I’m not sure how Andy Lewis internally responded to Jerry Lewis’ second “Why?” but the die had already been cast. Unprepared and uninspired, I guess the reporter thought he had no other choice but to proceed with his disrespectful queries.
Sitting through a stumbling series of questions centered on his age and designed to reveal, well, nothing of interest, Jerry Lewis put on a master class in how to say a lot while saying almost nothing. With his eyes snapping and his voice dripping with his famed acerbic tone, Lewis put the verbal boots to the condescending and unprepared reporter. And he did it almost entirely with single-syllable words.
Jerry Lewis has accumulated several lifetimes’ worth of comedy and entertainment knowledge and experience. When provided the rich opportunity to sit down with such a Hollywood treasure, reporters should do their due diligence and find interview angles and questions that honor the interviewee while providing readers (or viewers) with a glimpse of the varied heartbeats of the artist. Instead, Andy Lewis came up with a series of questions that ping-ponged between questions that were improperly and, possibly worse, uninterestingly focused on Jerry Lewis’ advanced age and questions (favorite memories of his old pals, for example) with answers that can easily be found with a quick Google search.

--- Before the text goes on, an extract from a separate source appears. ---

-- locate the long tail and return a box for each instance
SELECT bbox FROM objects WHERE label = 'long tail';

On the one hand, The Hollywood Reporter’s interview of Jerry Lewis was a disrespectful waste of time. On the other hand, the interview provided us with a brilliant, comedic performance piece from a master of comedy. While texting about the interview with a filmmaker friend of mine I wrote, “Comedy teachers should have their students watch the THR interview to see comedic timing. Lewis never missed his beat.”
Outdoing their shamefully bad interview, The Hollywood Reporter failed to recognize the brilliance of Jerry Lewis and instead crafted it as an amusing story of a crotchety, washed-up artist being rude to their reporter. Thankfully, many who watch the interview will see that the joke was actually on The Hollywood Reporter and that Jerry Lewis is second to none when it comes to comedy.